The "Aperture" singer spoke with Japanese writer Haruki Murakami for a new interview with Runner's World published on Tuesday (March 3) where he credited Murakami's memoir What I Talk About When I Talk About Running for inspiring him to overcome a need to be a "tortured soul" to be a good musician, per People.
"One of the things I really loved in your book about running was that it freed me from the idea that music had to be an unhealthy profession and I had to be this tortured soul," he said.
The English singer, who has run in a couple marathons over the last few years, explained that Murakami's viewpoint helped him realize that prioritizing health can lend itself to creativity.
"Your point is that being healthy makes you able to be an artist for a long time, that you can be a structured, healthy person and make great work," he said. "So I have a lot of gratitude to you for that."

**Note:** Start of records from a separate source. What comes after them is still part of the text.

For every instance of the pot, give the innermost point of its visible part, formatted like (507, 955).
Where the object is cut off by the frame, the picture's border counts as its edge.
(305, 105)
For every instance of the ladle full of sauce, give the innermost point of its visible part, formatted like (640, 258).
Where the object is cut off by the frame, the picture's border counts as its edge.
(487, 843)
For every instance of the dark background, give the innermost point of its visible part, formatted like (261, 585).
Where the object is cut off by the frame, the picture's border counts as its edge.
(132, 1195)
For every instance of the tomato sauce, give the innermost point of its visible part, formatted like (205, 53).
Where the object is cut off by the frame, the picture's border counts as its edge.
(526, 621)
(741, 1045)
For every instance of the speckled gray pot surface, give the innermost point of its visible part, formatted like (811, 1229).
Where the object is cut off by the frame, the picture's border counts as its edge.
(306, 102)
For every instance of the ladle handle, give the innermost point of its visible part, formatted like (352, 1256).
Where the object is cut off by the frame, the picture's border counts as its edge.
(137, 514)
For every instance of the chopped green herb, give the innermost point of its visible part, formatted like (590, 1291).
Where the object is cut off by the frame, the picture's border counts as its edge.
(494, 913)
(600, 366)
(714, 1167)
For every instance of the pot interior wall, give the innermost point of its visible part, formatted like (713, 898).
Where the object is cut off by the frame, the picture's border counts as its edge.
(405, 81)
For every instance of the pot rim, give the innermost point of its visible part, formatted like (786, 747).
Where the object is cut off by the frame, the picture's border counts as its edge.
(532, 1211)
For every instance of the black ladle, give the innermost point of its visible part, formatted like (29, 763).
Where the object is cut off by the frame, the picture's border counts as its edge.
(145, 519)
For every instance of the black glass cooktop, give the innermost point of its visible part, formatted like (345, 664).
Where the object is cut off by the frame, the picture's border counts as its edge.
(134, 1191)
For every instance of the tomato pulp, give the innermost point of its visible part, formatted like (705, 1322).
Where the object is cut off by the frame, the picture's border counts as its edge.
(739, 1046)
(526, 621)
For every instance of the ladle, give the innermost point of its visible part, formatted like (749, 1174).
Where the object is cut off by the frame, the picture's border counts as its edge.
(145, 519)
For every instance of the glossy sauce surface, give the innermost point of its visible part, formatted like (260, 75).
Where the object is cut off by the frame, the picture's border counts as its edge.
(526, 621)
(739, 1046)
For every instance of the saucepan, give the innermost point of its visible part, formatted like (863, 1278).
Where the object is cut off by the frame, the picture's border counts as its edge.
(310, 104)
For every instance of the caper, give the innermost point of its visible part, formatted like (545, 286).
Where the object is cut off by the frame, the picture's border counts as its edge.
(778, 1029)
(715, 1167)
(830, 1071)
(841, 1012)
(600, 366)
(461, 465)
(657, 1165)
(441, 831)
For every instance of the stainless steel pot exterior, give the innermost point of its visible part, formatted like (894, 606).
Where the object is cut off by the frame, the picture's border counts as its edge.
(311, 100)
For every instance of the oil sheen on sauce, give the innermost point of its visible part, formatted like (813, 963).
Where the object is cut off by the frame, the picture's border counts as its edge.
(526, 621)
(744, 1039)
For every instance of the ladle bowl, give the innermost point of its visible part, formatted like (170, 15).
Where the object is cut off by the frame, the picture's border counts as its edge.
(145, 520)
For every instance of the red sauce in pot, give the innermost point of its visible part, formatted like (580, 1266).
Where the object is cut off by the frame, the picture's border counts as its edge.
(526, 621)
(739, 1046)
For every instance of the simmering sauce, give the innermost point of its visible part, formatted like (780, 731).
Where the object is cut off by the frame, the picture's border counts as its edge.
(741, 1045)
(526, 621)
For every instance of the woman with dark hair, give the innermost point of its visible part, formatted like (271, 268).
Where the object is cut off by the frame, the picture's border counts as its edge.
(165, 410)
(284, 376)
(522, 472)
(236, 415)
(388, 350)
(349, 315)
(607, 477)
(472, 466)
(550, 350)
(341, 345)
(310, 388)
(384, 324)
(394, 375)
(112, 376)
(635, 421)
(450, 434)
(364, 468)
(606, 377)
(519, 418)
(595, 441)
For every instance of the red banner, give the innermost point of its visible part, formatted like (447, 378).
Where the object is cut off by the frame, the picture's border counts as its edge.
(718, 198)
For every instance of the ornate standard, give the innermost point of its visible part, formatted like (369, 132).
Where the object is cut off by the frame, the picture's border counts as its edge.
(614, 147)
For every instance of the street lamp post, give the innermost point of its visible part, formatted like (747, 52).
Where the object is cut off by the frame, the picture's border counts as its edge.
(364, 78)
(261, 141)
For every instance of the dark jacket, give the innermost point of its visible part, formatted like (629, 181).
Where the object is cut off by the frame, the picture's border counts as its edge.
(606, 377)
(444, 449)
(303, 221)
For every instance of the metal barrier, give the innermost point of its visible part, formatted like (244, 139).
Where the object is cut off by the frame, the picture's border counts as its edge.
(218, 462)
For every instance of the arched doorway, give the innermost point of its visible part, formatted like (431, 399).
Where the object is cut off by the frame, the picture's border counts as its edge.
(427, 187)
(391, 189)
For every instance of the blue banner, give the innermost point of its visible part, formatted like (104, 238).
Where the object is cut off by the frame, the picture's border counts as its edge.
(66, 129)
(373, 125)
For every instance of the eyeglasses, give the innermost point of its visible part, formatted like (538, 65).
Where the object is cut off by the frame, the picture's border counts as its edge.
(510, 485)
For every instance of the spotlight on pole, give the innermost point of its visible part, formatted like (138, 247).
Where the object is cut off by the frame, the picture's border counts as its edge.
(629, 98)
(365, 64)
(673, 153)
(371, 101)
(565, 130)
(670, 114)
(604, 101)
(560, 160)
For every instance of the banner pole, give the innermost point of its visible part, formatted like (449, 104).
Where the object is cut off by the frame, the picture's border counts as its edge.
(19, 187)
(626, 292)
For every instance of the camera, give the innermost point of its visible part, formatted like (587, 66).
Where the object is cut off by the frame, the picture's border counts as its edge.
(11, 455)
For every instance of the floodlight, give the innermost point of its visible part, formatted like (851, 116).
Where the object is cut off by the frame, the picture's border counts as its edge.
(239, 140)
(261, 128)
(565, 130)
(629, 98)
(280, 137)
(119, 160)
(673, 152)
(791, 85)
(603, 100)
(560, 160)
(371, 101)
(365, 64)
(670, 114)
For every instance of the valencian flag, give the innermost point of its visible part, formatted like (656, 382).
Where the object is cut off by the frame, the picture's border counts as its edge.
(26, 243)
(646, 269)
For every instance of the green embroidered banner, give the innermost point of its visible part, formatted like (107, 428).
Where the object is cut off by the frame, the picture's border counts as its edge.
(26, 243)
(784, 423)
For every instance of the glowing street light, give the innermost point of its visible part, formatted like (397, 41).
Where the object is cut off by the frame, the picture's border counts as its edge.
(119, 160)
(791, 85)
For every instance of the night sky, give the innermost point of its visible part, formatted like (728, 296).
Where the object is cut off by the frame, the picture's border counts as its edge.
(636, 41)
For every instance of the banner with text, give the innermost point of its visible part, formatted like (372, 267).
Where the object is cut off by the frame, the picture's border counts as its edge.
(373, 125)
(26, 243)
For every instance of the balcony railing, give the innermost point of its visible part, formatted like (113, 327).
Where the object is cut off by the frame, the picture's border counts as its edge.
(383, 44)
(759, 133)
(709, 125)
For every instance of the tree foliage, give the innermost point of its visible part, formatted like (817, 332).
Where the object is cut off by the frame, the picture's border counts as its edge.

Styles, who is preparing to release his fourth solo album Kiss All the Time. Disco, Occasionally. on Friday, previously opened up about feeling "very alone" after One Direction and finding his voice as a solo artist.
"But I also felt very alone all of a sudden," he said of the band's 2015 hiatus. "I was lucky to have the opportunity where people were interested in what I was going to make, but I put a lot of that pressure on myself, wanting it to be correct."
Kiss All the Time. Disco, Occasionally. drops March 6.